“Data-Driven Thinking” is written by members of the media community and contains fresh ideas on the digital revolution in media.
Today’s column is written by Jackie Saplicki, global senior director of tech consulting and architecture at Media.Monks.
Digital media buyers and planners operate with four out of the “Five Ws.” They know who is seeing what ad, and they know when and where they are seeing it. What’s often missing, however, is why the ad works. The key to this critical missing information lies in the simplest of places: naming conventions and tagging.
Why do we need to know why? If we know who, what, where and when, can’t we replicate those conditions to get similar results? Yes, but knowing why an ad is working will improve performance and inform future campaigns in ways traditional analytics cannot. By considering an ad’s key qualities – imagery, color, objects and mood – the right ad is more likely to land in front of the right person.
Let’s say you have six creative assets for a chocolatier client during Easter. The ads are all the same size with yellow backgrounds. However, some ads feature people and others don’t. Some have chocolate bunnies, while others have chocolate eggs. The file names only include basic information. Early in the campaign, two banners are outperforming the others. By all means, switch it up and focus your efforts on those ads. But why did those ads do better?
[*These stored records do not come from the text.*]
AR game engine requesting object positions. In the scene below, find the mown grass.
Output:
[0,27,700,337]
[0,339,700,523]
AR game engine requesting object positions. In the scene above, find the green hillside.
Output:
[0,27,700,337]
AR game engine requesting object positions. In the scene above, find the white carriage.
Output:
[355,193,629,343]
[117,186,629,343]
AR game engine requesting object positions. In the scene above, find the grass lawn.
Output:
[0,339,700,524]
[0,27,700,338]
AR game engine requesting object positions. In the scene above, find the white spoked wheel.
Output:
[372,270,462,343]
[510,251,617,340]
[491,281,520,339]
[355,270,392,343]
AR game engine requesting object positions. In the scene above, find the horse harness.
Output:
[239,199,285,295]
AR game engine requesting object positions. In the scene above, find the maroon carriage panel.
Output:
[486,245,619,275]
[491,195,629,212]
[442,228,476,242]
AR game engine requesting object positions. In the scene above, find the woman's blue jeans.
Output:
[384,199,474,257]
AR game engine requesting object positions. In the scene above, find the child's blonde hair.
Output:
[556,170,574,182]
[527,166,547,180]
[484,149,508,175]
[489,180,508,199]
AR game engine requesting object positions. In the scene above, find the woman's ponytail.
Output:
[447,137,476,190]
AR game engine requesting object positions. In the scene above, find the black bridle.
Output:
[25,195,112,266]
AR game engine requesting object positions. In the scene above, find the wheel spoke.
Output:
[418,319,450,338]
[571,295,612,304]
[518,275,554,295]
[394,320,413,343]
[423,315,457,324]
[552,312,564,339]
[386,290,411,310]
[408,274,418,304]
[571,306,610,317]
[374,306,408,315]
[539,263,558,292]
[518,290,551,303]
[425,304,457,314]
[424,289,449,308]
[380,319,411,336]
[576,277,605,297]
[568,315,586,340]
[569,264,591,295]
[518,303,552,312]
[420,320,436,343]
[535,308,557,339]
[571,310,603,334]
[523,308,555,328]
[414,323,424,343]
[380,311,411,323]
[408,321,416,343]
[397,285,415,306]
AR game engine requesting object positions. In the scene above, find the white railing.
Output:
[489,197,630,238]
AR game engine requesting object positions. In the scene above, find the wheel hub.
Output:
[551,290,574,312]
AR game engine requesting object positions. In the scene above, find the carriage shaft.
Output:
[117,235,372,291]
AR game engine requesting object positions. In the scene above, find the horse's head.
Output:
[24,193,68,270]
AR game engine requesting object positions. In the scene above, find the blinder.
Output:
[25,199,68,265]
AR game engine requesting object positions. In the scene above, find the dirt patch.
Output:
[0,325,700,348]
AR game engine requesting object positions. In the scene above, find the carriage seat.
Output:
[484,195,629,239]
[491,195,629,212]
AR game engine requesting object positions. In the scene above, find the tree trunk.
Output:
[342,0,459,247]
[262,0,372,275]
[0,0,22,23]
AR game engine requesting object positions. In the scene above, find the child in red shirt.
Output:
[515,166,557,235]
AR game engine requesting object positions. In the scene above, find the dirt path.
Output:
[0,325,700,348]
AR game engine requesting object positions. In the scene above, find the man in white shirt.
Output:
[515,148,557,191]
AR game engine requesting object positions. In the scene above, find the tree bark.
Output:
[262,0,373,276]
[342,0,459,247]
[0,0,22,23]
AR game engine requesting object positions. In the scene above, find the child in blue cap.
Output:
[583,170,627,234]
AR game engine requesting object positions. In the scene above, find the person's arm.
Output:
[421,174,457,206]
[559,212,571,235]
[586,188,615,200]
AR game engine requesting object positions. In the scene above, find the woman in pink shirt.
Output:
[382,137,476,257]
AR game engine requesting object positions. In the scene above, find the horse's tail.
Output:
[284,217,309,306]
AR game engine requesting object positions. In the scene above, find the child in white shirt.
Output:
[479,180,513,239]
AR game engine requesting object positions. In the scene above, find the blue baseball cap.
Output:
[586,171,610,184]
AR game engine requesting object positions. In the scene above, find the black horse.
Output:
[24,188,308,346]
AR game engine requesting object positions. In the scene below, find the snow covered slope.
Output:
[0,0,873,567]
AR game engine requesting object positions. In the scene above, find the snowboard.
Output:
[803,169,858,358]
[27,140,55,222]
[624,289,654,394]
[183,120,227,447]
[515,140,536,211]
Was it the bunnies? The eggs? The people? Understanding why certain creative elements are resonating better than others informs smart decision-making during the campaign, unlocks audience insights and leads to better design choices for the next campaign.
A gap in creative planning
What’s sorely missing in today’s media planning is the connection between creative interaction and media performance. For a targeted digital campaign, there are countless reasons why one ad might outperform another. This is at the core of some of the most pressing challenges facing digital marketers today: Audiences are more fragmented, the media landscape is more complicated, privacy laws and regulations are taking effect and there’s a growing number of partners to manage and connect.
Working with meaningless file names instead of creative tagging brings on a pernicious lack of meaningful metadata. In other words, there’s a blind spot.
What’s more, crucial insights from these digital testing grounds are paramount before moving to bigger media buys like a big TV spot.
Most companies already have what they need to bring their file names up to speed. They just have to build the connective tissue between creative and media data.
- Adapt and enable a creative strategy
The first step is building an efficient data collection system and governance measures. First, standardize informative asset naming conventions and back that up with a descriptive metadata tagging system that describes visuals, moods, emotions and actions. (Often this data already exists but becomes “data exhaust” that doesn’t make it to the media department.) Then, to improve production efficiency, incorporate continuous governance that ensures production partners adhere to processes and tools.
- Integrate creative data
The next step is connecting creative to meaningful business outcomes. A multidimensional view of creative assets tied to performance analytics brings a new set of insights into how the customer interacts with a brand.
Feeding creative KPIs back into production systems streamlines creative effectiveness, democratizes insights and accelerates campaign deployment – including dynamic creative production. This means teams work smarter and use the tools at their disposal to their fullest potential.
- Activate insights
The first two steps in this process prepare creative data for advanced analysis, power machine learning and optimize feedback loops. But how can brands actually use this data? This requires intelligent, machine-readable cues that lead to measurable activation and powerful brand optimizations.
By tagging and mapping creative data against a clustering model, “red light, green light” data emerges. As the name implies, this data dictates whether to continue or stop using certain creative. A simple matrix will map all the creative to reveal commonalities and demonstrate if increased engagement is due to white chocolate bunnies performing better among female audiences.
Humans can guess why a campaign works, but true insights come from determining the statistical impact of creative data. These insights can significantly improve performance using personalization, targeting, dynamic ad creation and more.
The upshot for marketers
As digital advertising brings media and creative departments back together, why a consumer interacts with a brand is the missing data point for analysts. When marketing teams understand why customers are responding to specific creative, they’ll have a better understanding of the customers themselves.